The distinguishing characteristic above is that everything is a "whole" assignment, i.e. there are not mutating or in-place modifications. In a few cases, Bokeh can auto-magically handle in-place updates to mutable values. Without getting too into the weeds, by far the most important example of this is setting a single new column in a ColumnDataSource
by using standard Python dict indexing assignment on .data
:
source.data['x'] = [...] # Bokeh will automatically handle this
This is your Third method above. It works fine, but only for updating columns in a CDS .data
dict. This method only sends the one new column of data over the wire. As long as you only need to update one or a few columns in a large CDS, it is probably faster than assigning a new whole .data
value.
What does NOT work is basically any other kind of mutating, in-place assignment:
source.data['x'][100:200] = [...] # Bokeh does not automatically handle this
This is your First ("index") method above, and it is a non-starter. This kind of usage will not trigger any changes in the browsers.

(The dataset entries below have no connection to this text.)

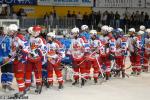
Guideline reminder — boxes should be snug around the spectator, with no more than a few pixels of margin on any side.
[12,11,18,19]
[130,12,135,27]
[140,12,145,25]
[96,11,101,26]
[144,13,149,27]
[53,10,57,19]
[77,12,83,27]
[134,11,140,25]
[89,11,95,25]
[71,11,77,18]
[110,11,114,26]
[83,12,89,25]
[67,10,71,18]
[49,12,54,26]
[115,11,120,28]
[102,11,108,25]
[44,12,49,26]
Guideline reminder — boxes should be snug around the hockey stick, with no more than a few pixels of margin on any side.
[96,58,104,78]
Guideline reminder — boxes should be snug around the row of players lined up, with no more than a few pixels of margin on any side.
[0,24,150,97]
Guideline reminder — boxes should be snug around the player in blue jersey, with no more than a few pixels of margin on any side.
[0,28,14,91]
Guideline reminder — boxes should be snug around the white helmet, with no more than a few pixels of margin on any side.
[81,25,89,31]
[8,24,19,32]
[90,30,97,35]
[71,27,79,33]
[47,32,56,38]
[28,27,33,34]
[146,28,150,33]
[108,27,113,32]
[129,28,135,32]
[140,25,145,31]
[137,31,144,35]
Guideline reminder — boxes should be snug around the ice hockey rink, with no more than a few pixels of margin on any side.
[0,59,150,100]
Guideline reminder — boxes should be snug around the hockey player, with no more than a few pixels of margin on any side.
[87,30,102,83]
[115,35,128,78]
[8,24,28,97]
[143,29,150,72]
[129,28,143,75]
[79,25,90,40]
[25,25,44,93]
[100,42,111,80]
[0,27,14,91]
[46,32,64,89]
[68,28,86,86]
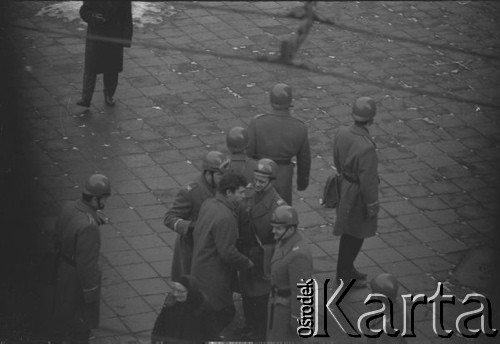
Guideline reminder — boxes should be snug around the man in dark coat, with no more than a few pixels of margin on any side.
[163,151,229,281]
[77,0,133,108]
[226,127,257,184]
[247,84,311,204]
[191,173,253,334]
[52,174,111,343]
[266,205,313,342]
[333,97,379,287]
[238,159,286,341]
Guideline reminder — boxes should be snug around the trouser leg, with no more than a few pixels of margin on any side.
[337,234,364,278]
[215,305,236,335]
[78,73,97,106]
[103,73,118,97]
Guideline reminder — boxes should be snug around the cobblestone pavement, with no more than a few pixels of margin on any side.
[2,1,500,343]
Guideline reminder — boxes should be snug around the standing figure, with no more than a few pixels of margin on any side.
[266,205,313,342]
[52,174,111,343]
[226,127,257,183]
[77,0,133,108]
[247,84,311,205]
[333,97,379,287]
[191,174,253,334]
[163,151,229,281]
[151,275,218,344]
[238,159,285,341]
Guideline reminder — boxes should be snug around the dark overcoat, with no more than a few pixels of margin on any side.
[266,228,313,341]
[191,194,252,311]
[333,124,379,238]
[247,110,311,205]
[239,187,285,296]
[164,174,215,281]
[53,200,102,340]
[80,0,133,74]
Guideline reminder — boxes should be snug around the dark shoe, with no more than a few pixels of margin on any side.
[104,95,115,106]
[351,268,368,281]
[76,99,90,107]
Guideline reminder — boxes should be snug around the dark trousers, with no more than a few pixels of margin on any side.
[214,305,236,336]
[337,234,364,278]
[82,73,118,104]
[242,294,269,340]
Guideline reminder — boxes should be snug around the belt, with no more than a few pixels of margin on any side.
[271,287,292,297]
[342,172,359,185]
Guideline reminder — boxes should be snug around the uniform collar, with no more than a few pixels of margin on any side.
[350,123,370,136]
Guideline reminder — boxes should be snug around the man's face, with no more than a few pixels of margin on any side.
[173,282,188,302]
[272,224,290,241]
[253,173,271,192]
[227,186,245,203]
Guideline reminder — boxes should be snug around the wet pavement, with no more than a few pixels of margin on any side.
[0,1,500,343]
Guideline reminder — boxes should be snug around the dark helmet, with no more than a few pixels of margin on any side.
[370,273,399,299]
[203,151,229,173]
[82,174,111,197]
[253,158,278,179]
[271,205,299,226]
[226,127,248,153]
[270,84,292,110]
[352,97,377,122]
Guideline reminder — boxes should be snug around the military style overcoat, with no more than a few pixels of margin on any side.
[239,187,285,296]
[163,174,215,281]
[191,194,252,311]
[333,124,379,238]
[53,200,102,340]
[266,232,313,341]
[80,0,133,74]
[247,110,311,205]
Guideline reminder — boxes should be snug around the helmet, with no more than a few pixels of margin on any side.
[226,127,248,153]
[203,151,229,173]
[271,205,299,226]
[270,84,292,110]
[253,158,278,179]
[370,273,399,298]
[352,97,377,122]
[82,174,111,197]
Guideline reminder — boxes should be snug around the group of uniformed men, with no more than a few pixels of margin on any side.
[48,84,378,341]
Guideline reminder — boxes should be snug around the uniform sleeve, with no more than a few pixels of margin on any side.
[297,128,311,191]
[75,225,101,303]
[214,219,253,270]
[288,252,313,324]
[247,118,257,159]
[358,149,379,204]
[163,188,193,234]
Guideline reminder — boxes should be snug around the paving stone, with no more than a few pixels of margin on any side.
[116,263,156,281]
[364,247,405,264]
[411,227,451,244]
[126,234,164,250]
[103,250,144,266]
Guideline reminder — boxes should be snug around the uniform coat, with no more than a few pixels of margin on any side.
[53,200,102,340]
[80,0,133,74]
[333,124,379,239]
[247,110,311,205]
[163,174,215,281]
[191,194,252,311]
[239,187,285,296]
[266,232,313,341]
[226,153,257,183]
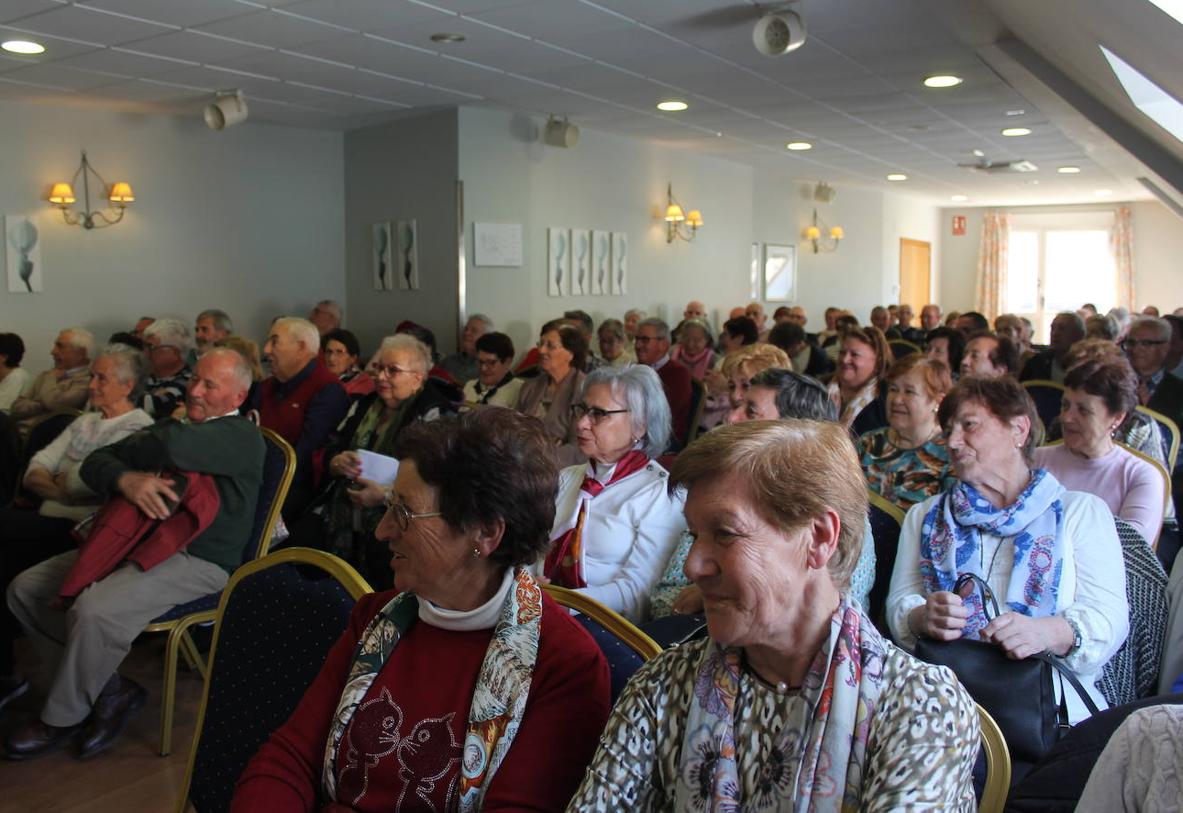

The TLDR is that wrapping every CDS sequence in some custom class that overrides the standard getitem/setitem machinery just makes common usage too inefficient, and the trade-off cannot be justified. Bokeh will not auto-magically notice or do anything with with mutating assignments like this. (If you are purely in BokehJS JavaScript-side, then you can make in-place assignments like this and then manually call a change.emit()
to manually trigger updates, but that is only for the pure JS side of things).
Recognizing that sometimes even restricting CDS updates to a single column is still not efficient enough, the patch
and stream
methods were added to ColumnDataSource
.
These methods are for cases like:
I want to append few new values to the end of all my columns, instead of sending all the data again. (e.g for streaming new stock ticker or other sensor data efficiently)
I want to update a few specific values in the middle of my large time series or image, but only send the updated values and not re-send everything else.
This is your Second method and is typically much faster for small updates relative to total data size. As for patch
specifically, you can see e.g. the patch_app.py
example in the examples folder:
This example updates a three separate scatter, multi-line, and image plots all simultaneously at a 20Hz update rate. The checked-in version has fairly modest data sizes, but I tested it again locally by bumping all the data to 10–100x larger, and it still kept up. If you are seeing something different from patch (i.e. multi-second update times), then a complete Minimal Reproducing Example is needed to actually investigate.